DEEP
Advanced Diagnostics Environment for Electric Space Propulsion
| Programm / Ausschreibung | COIN, Aufbau, COIN Aufbau 8. Ausschreibung | Status | laufend |
|---|---|---|---|
| Projektstart | 01.01.2021 | Projektende | 30.06.2024 |
| Zeitraum | 2021 - 2024 | Projektlaufzeit | 42 Monate |
| Keywords | new space, CubeSats, thermal vacuum, lumped model, simulation, plume diagnostics, plasma, ion thrusters, spacecraft interaction, electric propulsion, chemical propulsion, Faraday cup, QCM | ||
Projektbeschreibung
WIDER CONTEXT
The space industry is presently transforming rapidly. Whereas governmental agencies were the main drivers behind space programmes in the past, a paradigm shift has taken place over the last years due to much higher involvement of private companies largely independent of activities driven by space agencies.
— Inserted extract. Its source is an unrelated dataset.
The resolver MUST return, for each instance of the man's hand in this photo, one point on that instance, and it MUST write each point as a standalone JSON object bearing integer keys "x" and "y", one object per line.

The companies involved in this so-called “new space” business have significantly different approach to a development. Quicker turnaround times and, in general, a broader system engineering approach area only two differences defining their strategy. This has also an impact on FOTEC and FHWN and requires to adapt and expand their set of tools and offered test services.
RELEVANCE TO CONSORTIUM
For FOTEC and the FHWN this has resulted in the opportunity to become much deeply involved in this industry by providing test services or by supporting developments of space hardware ranging from individual subsystems to complete CubeSats. An essential aspect here is the interaction of the subsystems with the satellite, e.g. heat fluxes from a thruster to other subsystems, as well as the interaction of the satellite with its environment, e.g. contamination of the satellite by the plume from the thruster.
CORE IDEA OF THE PROJECT
The proposed project aims at expanding on the expertise of the propulsion system and its interaction with the surrounding satellite. These interactions shall be studied numerically as well as experimentally.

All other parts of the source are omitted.